Die Zuwendung wird als Anteilfinanzierung durch einen nicht rückzahlbaren Zuschuss in Höhe von bis zu 50 % gewährt. Kommunen, die nicht über ausreichende Eigenmittel verfügen, können eine erhöhte Förderquote von bis zu 62,5 % erhalten. Die zuwendungsfähigen Ausgaben eines Vorhabens müssen mindestens eine Zuwendung in Höhe von 10.000 € ergeben. Einzelne Maßnahmen können in einem Antrag zusammengefasst werden.

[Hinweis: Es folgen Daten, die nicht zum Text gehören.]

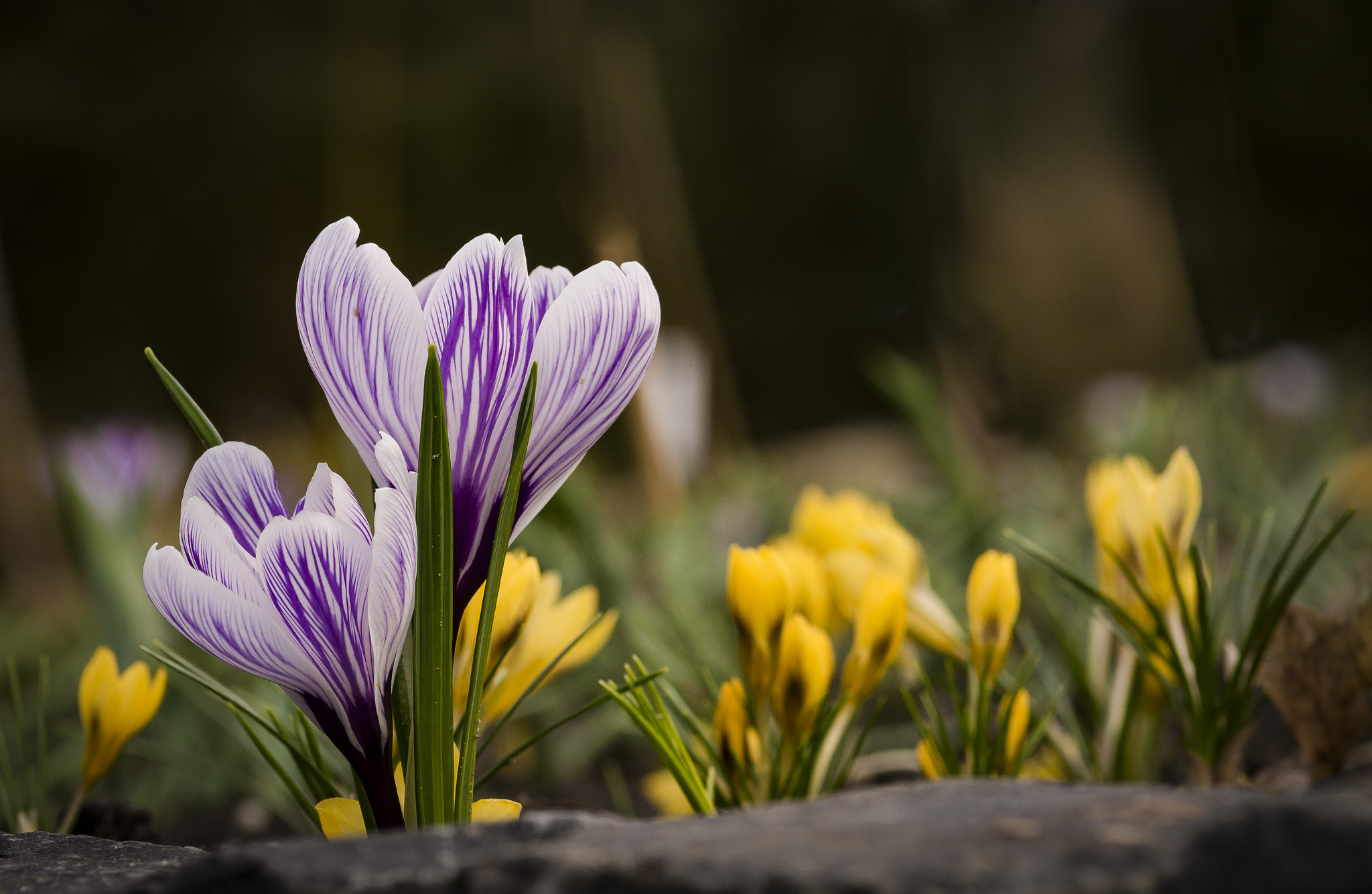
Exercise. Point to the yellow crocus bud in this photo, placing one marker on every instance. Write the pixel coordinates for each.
(992, 609)
(551, 627)
(1016, 727)
(931, 623)
(115, 708)
(809, 587)
(489, 811)
(1168, 505)
(759, 600)
(878, 631)
(340, 819)
(931, 764)
(732, 722)
(847, 570)
(519, 587)
(805, 667)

Anmerkung:  Die "Hinweise zum Fahrradparken" der FGSV fordern noch größere Seitenabstände zwischen den Fahrrädern als die TR6102/DIN79008, auf deren Grundlage die Zertifizierung als "ADFC-empfohlenes Modell" erfolgt. ADFC-empfohlene Reihenanlagen unterschreiten daher die Seitenabstandsforderungen der FGSV-Hinweise und wären demnach bei enger Auslegung nicht förderwürdig im Sinne dieses Programmes. Der für die Förderanträge administrativ zuständige Projektträger Jülich des Forschungszentrums Jülich hat aber auf entsprechende Nachfrage geantwortet: "Die Verwendung von ADFC-zertifizierten Halterungen war bisher möglich und wird auch weiterhin akzeptiert werden, sofern die anderen Fördervoraussetzungen erfüllt sind."